Paginya kami pergi ke rumah om Toto untuk mengambil  tembakau,om Toto adalah yang member kami pekerjaan,karena kami di pinjami tembakau untuk dijual dan untungnya untuk kami makan.
Setiap hari kami harus berjalan berkilo–kilo untuk menjual tembakau tersebut.Satu hari kami hanya mendapat uang 10–15 ribu,itu hanya cukup untuk kami makan sehari–hari.
            Sering di perjalanan kami menjumpai anak–anak sekolah seusia kami,terkadang kami iri dan hanya bisa menangis dalam hati.Kami ingin menjadi seperti mereka,kami ingin bisa merasakan bagaimana rasanya sekolah.Tapi kami tak bisa berbuat banyak,yang ada di fikiran kami hanyalah menjual tembakau–tembakau ini dan makan.
            Meskipun kami anak–anak jalanantapi kami masih punya semangat belajar tinggi,kami masih mau belajar.Dengan buku–buku yang kami temukan di jalanan kami belajar.Di dalam rumahku terdapat tumpukan buku yang telah kami pelajari,bukan hanya berhitung yang kami kuasai kami juga sedikit menguasai bahasa.
Kami ingin pintar meskipun tak melalui bangku sekolahan.Kami terkadang berfikir jika suatu saat pekerjaan kami ini di tutup karena illegal,apa yang harus kami lakukan, bagaimana kami melanjutkan hidup kami,hanya dengan tembakau–tembakau inilah kami makan dan dengan tembakau–tembakau inilah kami hidup.

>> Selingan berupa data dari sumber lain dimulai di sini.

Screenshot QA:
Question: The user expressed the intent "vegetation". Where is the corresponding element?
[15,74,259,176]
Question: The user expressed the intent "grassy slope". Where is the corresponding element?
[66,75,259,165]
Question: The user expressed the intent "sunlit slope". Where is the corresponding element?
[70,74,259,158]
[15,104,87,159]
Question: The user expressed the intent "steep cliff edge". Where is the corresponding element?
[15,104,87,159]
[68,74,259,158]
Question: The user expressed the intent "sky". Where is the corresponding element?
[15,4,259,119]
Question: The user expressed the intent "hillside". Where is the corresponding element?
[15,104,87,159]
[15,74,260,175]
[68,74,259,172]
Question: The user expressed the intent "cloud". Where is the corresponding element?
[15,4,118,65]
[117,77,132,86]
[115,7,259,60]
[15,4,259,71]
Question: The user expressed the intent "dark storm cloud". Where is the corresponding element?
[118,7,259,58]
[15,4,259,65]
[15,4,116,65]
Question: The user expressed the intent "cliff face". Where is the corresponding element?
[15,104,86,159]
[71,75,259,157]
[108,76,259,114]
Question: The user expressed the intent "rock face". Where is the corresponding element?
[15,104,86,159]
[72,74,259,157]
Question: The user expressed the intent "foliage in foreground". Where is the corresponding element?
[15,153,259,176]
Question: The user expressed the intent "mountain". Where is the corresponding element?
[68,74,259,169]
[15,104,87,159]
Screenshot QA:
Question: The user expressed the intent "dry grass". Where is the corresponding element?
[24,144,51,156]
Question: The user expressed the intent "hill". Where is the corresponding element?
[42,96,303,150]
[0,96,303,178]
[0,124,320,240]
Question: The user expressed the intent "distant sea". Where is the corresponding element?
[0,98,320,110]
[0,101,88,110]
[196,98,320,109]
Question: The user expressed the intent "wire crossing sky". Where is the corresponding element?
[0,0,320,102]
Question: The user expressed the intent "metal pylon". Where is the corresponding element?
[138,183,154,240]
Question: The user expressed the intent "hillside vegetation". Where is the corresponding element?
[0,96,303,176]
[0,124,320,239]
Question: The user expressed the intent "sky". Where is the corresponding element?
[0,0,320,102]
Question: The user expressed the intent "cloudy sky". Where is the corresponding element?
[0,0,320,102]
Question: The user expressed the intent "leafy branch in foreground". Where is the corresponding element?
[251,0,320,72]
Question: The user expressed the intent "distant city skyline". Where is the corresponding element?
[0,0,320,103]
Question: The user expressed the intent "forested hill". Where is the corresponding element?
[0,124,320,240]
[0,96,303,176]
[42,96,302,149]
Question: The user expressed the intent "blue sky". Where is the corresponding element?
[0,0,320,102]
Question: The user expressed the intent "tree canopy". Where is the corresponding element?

            Meskipun kami tak merasakan indahnya masa–masa sekolah,meskipun kami hanya penjual rokok ilegal yang hidup di bawah jembatan,dan kami dianggap orang–orang yang terbuang dan tak punya masa depan.Kami masih punya mimpi yang setiap malam kami lihat,dan kami masih punya cita–cita yang ingin kami capai.
            Mimpi kami setiap malam adalah ingin merasakan bagaimana menjadi seorang yang berpendidikan dan di hargai semua orang.Cita–cita kami adalah menjadi seorang presiden,karena kami ingin menghapus semua tindak korupsi,membasmi semua kemiskinan dan menyelamatkan anak–anak jalanan dan orang yang tak mampu seperti kami.
            Meski kami tahu itu semua sangat sulit terwujud,kami akan selalu berusaha dan tidak akan menyerah sampai kapanpun,karena kami ingin Negara ini berubah menjadi lebih baik.Kami ingin membangun masa depan untuk anak–anak seperti kami.